Local News

Berkeley Center for Cosmological Physics created

Tuesday, December 04, 2007

On Tuesday, they announced the creation of the Berkeley Center for Cosmological Physics.

It was made possible in part by award winning scientists who put their own money into the project.

Assistant professor Joshua Bloom explains theories that account for the behavior of the universe to his astronomy students.

"So dark matter is an unknown particle that we've never discovered yet that maybe one day we'll discover, but at the moment we just know it exists and it represents a very large fraction of the universe," said researcher Alexie Leauthaud.

It's one of the questions post doctorate researcher Alexie Leauthaud hopes to explore at the new Berkeley Center for Cosmological Physics.

"This provides like a platform where we can do some serious science," said researcher Anze Slosar.

Astrophysicist George Smoot said declining resources for scientific research prompted him to donate $500,000 dollars of the money he won from last year's Nobel Prize in physics to create the new center.

"I came into a world which was great for doing science. There was funding, there was seed money. There were people to train you.
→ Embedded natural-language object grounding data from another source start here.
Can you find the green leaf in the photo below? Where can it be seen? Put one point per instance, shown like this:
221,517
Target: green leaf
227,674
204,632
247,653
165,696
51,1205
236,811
I want to do the same for the next generation," said Nobel Laureate George Smoot, Ph.D.

Professor Saul Perlmutter donated $600,000 dollars of the money he won in prizes for astronomy and cosmology research. He said Berkeley is the perfect place to create such a research center.

"We have wonderful people inventing the tools and experiments we can use. We have theorists who can pull the whole story together. It's just a very unusual place that can tie together so many parts of the cosmology story," said Saul Perlmutter, Ph.D. from UC Berkeley.

One and a half million dollars came from the foundation started by Intel co-founder Gordon Moore and his wife Betty.

Altogether the center starts with more than $8 million dollars to explore the universe. The university plans to raise more.

Professor Smoot says this continues a dream that began when he was a child looking at the stars, and continued as a scientist trying to answer fundamental questions.

"I wanted to know how did it all get here, where do we come from, you know what's our place in the universe, how does it all fit together, and why is it so beautiful," said Smoot.